Perlahan tapi pasti. Begitulah yang terjadi pada usaha Koko. Dalam sebulan ia bisa menjual hingga 20 topi polka. Dengan harga Rp. 225.000 – Rp. 250.000 per unit, pembeli tidak hanya dari sekitar Malang dan Surabaya, tetapi juga dari luar daerah. Topi polka buatannya juga pernah menjadi oleh-oleh pekerja asal Brazil dan Meksiko yang tengah berkunjung ke Malang.

Menggeluti kerajianan tangan skala kecil memang tidak mudah. Koko mengakui dirinya sempat jatuh bangun menekuni usahanya tersebut. 

Pelanggan Khusus.  Usaha pembuatan topi memang gampang-gampang susah. Koko paham bahwa produknya tergolong kategori low moving. Pembelinya hanya orang-orang tertentu yang punya ketertarikan khusus. Mereka juga umumnya puas setelah punya satu barang. Itupun rata-rata topi itu disimpan untuk benda pajangan, bukan untuk aktivitas sehari-hari.

Pembeli biasanya tahu topi polka buatan Koko dari mulut ke mulut. Untuk bisa mendapatkan topi itu, mereka tidak perlu menunggu lama. Di rumah Koko sudah ada beberapa topi jadi jika ada pembeli datang.
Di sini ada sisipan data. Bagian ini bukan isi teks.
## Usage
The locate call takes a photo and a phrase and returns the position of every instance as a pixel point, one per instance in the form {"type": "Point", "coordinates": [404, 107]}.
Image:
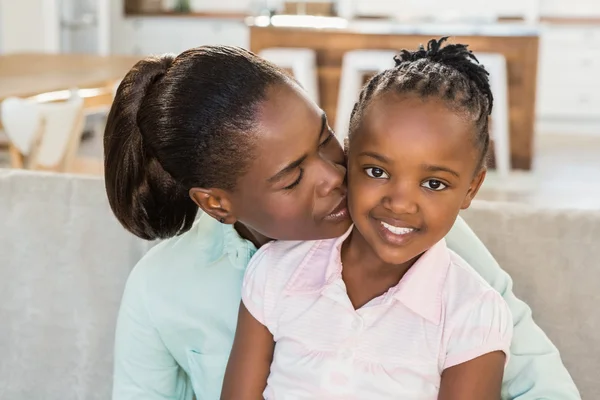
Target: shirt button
{"type": "Point", "coordinates": [357, 324]}
{"type": "Point", "coordinates": [347, 354]}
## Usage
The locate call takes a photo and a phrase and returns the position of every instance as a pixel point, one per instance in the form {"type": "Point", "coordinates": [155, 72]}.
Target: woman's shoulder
{"type": "Point", "coordinates": [288, 254]}
{"type": "Point", "coordinates": [464, 287]}
{"type": "Point", "coordinates": [175, 263]}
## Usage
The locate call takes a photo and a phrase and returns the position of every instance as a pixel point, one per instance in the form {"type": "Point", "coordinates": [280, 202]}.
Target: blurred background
{"type": "Point", "coordinates": [544, 56]}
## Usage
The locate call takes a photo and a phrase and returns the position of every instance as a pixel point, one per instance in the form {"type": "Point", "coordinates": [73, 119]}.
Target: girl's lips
{"type": "Point", "coordinates": [339, 213]}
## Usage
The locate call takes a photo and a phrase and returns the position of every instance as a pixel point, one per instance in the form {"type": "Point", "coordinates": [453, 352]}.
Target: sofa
{"type": "Point", "coordinates": [65, 259]}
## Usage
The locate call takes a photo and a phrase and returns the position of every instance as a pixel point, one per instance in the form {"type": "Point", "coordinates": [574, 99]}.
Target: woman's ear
{"type": "Point", "coordinates": [474, 188]}
{"type": "Point", "coordinates": [214, 202]}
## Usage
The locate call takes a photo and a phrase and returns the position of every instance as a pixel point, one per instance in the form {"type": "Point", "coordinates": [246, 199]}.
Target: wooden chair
{"type": "Point", "coordinates": [44, 136]}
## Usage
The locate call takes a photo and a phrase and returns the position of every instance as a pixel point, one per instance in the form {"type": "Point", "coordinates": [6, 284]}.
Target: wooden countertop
{"type": "Point", "coordinates": [521, 53]}
{"type": "Point", "coordinates": [235, 16]}
{"type": "Point", "coordinates": [388, 27]}
{"type": "Point", "coordinates": [28, 74]}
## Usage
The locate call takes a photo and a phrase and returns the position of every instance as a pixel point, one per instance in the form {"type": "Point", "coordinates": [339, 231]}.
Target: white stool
{"type": "Point", "coordinates": [355, 65]}
{"type": "Point", "coordinates": [302, 62]}
{"type": "Point", "coordinates": [495, 64]}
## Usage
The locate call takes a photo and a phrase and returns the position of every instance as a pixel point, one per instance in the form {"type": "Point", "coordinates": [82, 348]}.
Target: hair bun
{"type": "Point", "coordinates": [450, 54]}
{"type": "Point", "coordinates": [455, 56]}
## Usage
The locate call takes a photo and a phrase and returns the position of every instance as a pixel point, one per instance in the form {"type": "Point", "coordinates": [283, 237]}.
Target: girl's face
{"type": "Point", "coordinates": [411, 168]}
{"type": "Point", "coordinates": [295, 187]}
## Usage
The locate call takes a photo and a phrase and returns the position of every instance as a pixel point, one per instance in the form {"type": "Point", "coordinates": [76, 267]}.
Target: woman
{"type": "Point", "coordinates": [219, 129]}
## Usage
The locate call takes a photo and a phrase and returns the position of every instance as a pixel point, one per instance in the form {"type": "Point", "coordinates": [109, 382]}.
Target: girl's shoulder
{"type": "Point", "coordinates": [466, 291]}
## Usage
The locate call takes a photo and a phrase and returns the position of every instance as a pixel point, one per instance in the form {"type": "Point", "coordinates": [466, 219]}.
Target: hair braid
{"type": "Point", "coordinates": [450, 71]}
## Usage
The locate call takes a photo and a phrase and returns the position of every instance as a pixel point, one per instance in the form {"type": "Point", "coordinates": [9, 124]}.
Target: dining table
{"type": "Point", "coordinates": [30, 74]}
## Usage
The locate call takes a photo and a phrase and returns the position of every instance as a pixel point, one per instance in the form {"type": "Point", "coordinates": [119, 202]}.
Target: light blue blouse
{"type": "Point", "coordinates": [179, 312]}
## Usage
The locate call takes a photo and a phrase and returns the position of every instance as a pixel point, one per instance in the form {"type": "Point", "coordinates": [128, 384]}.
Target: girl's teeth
{"type": "Point", "coordinates": [396, 230]}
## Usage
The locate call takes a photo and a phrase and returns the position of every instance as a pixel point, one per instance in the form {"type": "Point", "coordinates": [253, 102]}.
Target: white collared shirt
{"type": "Point", "coordinates": [442, 313]}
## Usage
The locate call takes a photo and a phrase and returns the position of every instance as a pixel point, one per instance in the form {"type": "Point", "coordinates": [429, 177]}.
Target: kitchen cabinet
{"type": "Point", "coordinates": [157, 35]}
{"type": "Point", "coordinates": [569, 78]}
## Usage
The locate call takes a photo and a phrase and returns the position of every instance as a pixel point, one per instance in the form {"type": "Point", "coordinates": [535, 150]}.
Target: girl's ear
{"type": "Point", "coordinates": [474, 188]}
{"type": "Point", "coordinates": [214, 202]}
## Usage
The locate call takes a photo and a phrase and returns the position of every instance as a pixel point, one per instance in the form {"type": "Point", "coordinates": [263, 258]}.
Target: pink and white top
{"type": "Point", "coordinates": [442, 313]}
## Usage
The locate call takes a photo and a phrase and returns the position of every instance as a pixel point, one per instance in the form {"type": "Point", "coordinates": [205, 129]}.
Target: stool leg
{"type": "Point", "coordinates": [500, 122]}
{"type": "Point", "coordinates": [350, 86]}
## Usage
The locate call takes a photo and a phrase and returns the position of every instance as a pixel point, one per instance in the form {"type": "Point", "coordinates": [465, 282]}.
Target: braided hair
{"type": "Point", "coordinates": [451, 72]}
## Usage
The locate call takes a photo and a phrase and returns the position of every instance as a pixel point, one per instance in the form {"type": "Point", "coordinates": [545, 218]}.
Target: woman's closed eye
{"type": "Point", "coordinates": [376, 173]}
{"type": "Point", "coordinates": [434, 185]}
{"type": "Point", "coordinates": [327, 139]}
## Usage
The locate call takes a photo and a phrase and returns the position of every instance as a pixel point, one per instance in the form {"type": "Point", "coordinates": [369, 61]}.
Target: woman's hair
{"type": "Point", "coordinates": [450, 72]}
{"type": "Point", "coordinates": [178, 123]}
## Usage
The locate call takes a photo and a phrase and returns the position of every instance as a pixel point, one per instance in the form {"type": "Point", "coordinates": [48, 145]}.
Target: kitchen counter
{"type": "Point", "coordinates": [332, 37]}
{"type": "Point", "coordinates": [389, 27]}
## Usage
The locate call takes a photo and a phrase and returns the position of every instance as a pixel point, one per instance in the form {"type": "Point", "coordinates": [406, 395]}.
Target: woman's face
{"type": "Point", "coordinates": [294, 188]}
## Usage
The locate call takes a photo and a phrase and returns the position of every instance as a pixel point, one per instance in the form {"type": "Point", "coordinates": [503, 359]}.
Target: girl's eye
{"type": "Point", "coordinates": [434, 184]}
{"type": "Point", "coordinates": [327, 139]}
{"type": "Point", "coordinates": [376, 173]}
{"type": "Point", "coordinates": [296, 182]}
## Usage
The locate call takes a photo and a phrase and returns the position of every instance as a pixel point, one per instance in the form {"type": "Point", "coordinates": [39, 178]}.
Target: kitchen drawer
{"type": "Point", "coordinates": [561, 101]}
{"type": "Point", "coordinates": [569, 69]}
{"type": "Point", "coordinates": [577, 37]}
{"type": "Point", "coordinates": [572, 8]}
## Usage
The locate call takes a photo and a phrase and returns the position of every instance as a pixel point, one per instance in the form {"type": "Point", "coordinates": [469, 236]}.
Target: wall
{"type": "Point", "coordinates": [28, 25]}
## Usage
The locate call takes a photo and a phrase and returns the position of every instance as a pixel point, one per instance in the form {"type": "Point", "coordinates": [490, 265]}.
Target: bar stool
{"type": "Point", "coordinates": [495, 64]}
{"type": "Point", "coordinates": [355, 65]}
{"type": "Point", "coordinates": [302, 63]}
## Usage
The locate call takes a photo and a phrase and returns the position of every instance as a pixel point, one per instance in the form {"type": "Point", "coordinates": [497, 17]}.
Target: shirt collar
{"type": "Point", "coordinates": [420, 289]}
{"type": "Point", "coordinates": [310, 276]}
{"type": "Point", "coordinates": [223, 239]}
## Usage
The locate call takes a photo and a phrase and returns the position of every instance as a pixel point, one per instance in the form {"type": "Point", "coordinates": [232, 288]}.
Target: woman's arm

Kecuali untuk pesanan dalam jumlah besar, ia akan meminta tenggat untuk membuatkannya.

Koko sendiri tidak memiliki gerai pamer. Di malang hanya ada satu toko yang menjual topi tersebut berlokasi di kawasan Balai Kota Malang. Tentu saja harga jual topi di gerai tersebut lebih mahal dari harga di tempat produksi. Untuk memasarkan ke pasar yang lebih luas masih ada kendala.

Awal keterlibatan Koko dengan topi terjadi saat dirinya sering melihat komunitas sepeda yang suka memakai topi klasik. Namun dalam perkembangannya, model topi itu tidak pernah berubah. Bentuknya hanya bulat itu-itu saja. Sementara di rumahnya terdapat limbah kayu jati yang tidak dimanfaatkan. Koko sendiri sebenarnya memiliki kesibukan lain yakni membuat mebel berbahan kayu.

Pria lulusan SMA di Malang inpun memutar otak bagaimana membuat topi polka yang berbeda dengan lainnya. Ia mencoba berbagai cara dan metode bagaimana merangkai lembar demi lembar vinil menggunakan lem dengan kualitas baik. Begitu berhasil , Koko tidak serta merta langsung menjualnya. Topi-topi itu dipakai sendiri. Jika ada teman yang suka dan menginginkan, baru ia membuatnya dengan harga teman. Koko baru benar-benar menjual untuk umum secara profesional pada tahun 2005.

Menggeluti kerajianan tangan skala kecil memang tidak mudah. Koko mengakui dirinya sempat jatuh bangun menekuni usahanya tersebut. Soal tenaga kerja , misalnya, ia pernah mempekerjakan 15 karyawan pada tahun 2009 – 2011 sebelum akhirnya tinggal satu orang. Banyak karyawan lebih memilih pekerjaan lain yang lebih instan.